CPE Bach’s orchestral works surprise and shock with their stormy expressivity, lurching key changes, dramatic shifts and febrile energy. Daring and innovative first movements contrast with wistful slow movements and playful, dancing finales. Bach’s patron commissioned him to write the string symphonies Wq 182 ‘without regard to the difficulties of execution’, and the music scales the heights and plumbs the depths of both emotion and technique.

Our rating

4

Published: July 9, 2015 at 1:37 pm

COMPOSERS: CPE Bach
LABELS: Signum
WORKS: Symphonies: in D, WQ 183/1; in A, WQ182/4; in B minor, WQ182/5; in F, WQ183/3; in E flat, WQ179
PERFORMER: Orchestra of the Age of Enlightenment/Rebecca Miller
CATALOGUE NO: SIGCD 395

CPE Bach’s orchestral works surprise and shock with their stormy expressivity, lurching key changes, dramatic shifts and febrile energy. Daring and innovative first movements contrast with wistful slow movements and playful, dancing finales. Bach’s patron commissioned him to write the string symphonies Wq 182 ‘without regard to the difficulties of execution’, and the music scales the heights and plumbs the depths of both emotion and technique. The later symphonies, Wq 183, are boldly painted with a colourful orchestral palette, obbligato wind instruments highlighting the composer’s peppery sonorities and chromaticisms.

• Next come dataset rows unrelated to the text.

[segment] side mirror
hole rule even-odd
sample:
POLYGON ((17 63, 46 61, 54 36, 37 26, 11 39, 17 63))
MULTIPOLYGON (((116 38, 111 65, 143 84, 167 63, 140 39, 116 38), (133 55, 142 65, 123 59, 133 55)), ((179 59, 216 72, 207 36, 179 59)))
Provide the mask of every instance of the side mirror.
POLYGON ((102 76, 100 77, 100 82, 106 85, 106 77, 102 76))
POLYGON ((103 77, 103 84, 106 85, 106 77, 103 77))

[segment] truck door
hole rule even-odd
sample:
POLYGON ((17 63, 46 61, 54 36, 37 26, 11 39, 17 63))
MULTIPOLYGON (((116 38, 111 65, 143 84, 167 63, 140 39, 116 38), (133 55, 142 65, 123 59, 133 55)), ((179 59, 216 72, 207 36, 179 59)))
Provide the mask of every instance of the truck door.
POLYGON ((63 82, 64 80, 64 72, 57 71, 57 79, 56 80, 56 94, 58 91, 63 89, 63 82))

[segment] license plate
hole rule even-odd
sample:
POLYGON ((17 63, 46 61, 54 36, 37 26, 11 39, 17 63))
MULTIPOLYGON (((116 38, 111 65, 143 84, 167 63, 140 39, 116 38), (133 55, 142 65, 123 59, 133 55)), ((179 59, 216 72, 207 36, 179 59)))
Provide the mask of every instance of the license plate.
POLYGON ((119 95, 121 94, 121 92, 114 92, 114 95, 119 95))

In these live performances given at London’s Queen Elizabeth Hall, Rebecca Miller draws assured and ebullient playing from the OAE. Tempos are well-judged for the acoustic and, though Miller exploits a wide dynamic range, she never overplays the music’s inherent drama. The orchestral sound is rich and suave, ensemble and intonation are polished – even, perhaps, rather too refined for these Sturm and Drang works. For a grittier and more incisive approach, consider Gustav Leonhardt’s still fresh-sounding recording of select symphonies with the same orchestra of 15 years ago.